主催: 一般社団法人 日本体育学会
会議名: 日本体育学会第67回大会
開催地: 大阪体育大学
開催日: 2016/08/24 - 2016/08/26
p. 120_1
視野内に存在する正方形を視軸周りに傾けるに従い重力方向が傾いて知覚される現象は“Rod-and-frame effect”として知られている。本研究では、正方形の傾きが投動作のパフォーマンスに影響を及ぼすか否かを検証した。一般の健常成人10名にダーツの投げ矢を行わせた。
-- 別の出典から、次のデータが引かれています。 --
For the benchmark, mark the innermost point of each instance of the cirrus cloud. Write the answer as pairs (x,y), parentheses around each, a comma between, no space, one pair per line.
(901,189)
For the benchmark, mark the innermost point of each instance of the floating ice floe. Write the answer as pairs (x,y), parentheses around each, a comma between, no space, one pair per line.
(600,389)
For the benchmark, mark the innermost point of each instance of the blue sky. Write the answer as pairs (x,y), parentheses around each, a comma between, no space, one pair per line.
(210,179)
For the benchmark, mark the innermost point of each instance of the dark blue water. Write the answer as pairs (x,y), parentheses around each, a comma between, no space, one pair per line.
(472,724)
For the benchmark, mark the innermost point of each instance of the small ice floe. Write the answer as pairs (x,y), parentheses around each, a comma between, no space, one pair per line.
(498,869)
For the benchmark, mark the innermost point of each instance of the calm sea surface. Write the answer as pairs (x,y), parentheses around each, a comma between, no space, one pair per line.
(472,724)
標的とそれを取り囲む正方形(重力軸に対して傾きが0˚、15˚ 、30˚のいずれか)をプロジェクターにより投影した。各参加者は、ランダムな順序で投影された3つの傾き条件をそれぞれ40回、計120回試行した。パフォーマンスを解析した結果、0˚条件と比較して30˚条件では、矢の到達位置が有意に鉛直下側であった。また、0˚、15˚条件と比較して30˚条件では、投げ出し直後におけるダーツ重心の鉛直上向きの速度が有意に小さかった。このことは、標的周辺に配置された正方形が傾いた際、投動作のパフォーマンスに影響が及ぶ事を示唆している。本研究結果から、注視する標的からの視覚情報のみならず特に注意を向けていない周辺の視覚情報が、投動作のパフォーマンスを規定する一要因であることが示唆された。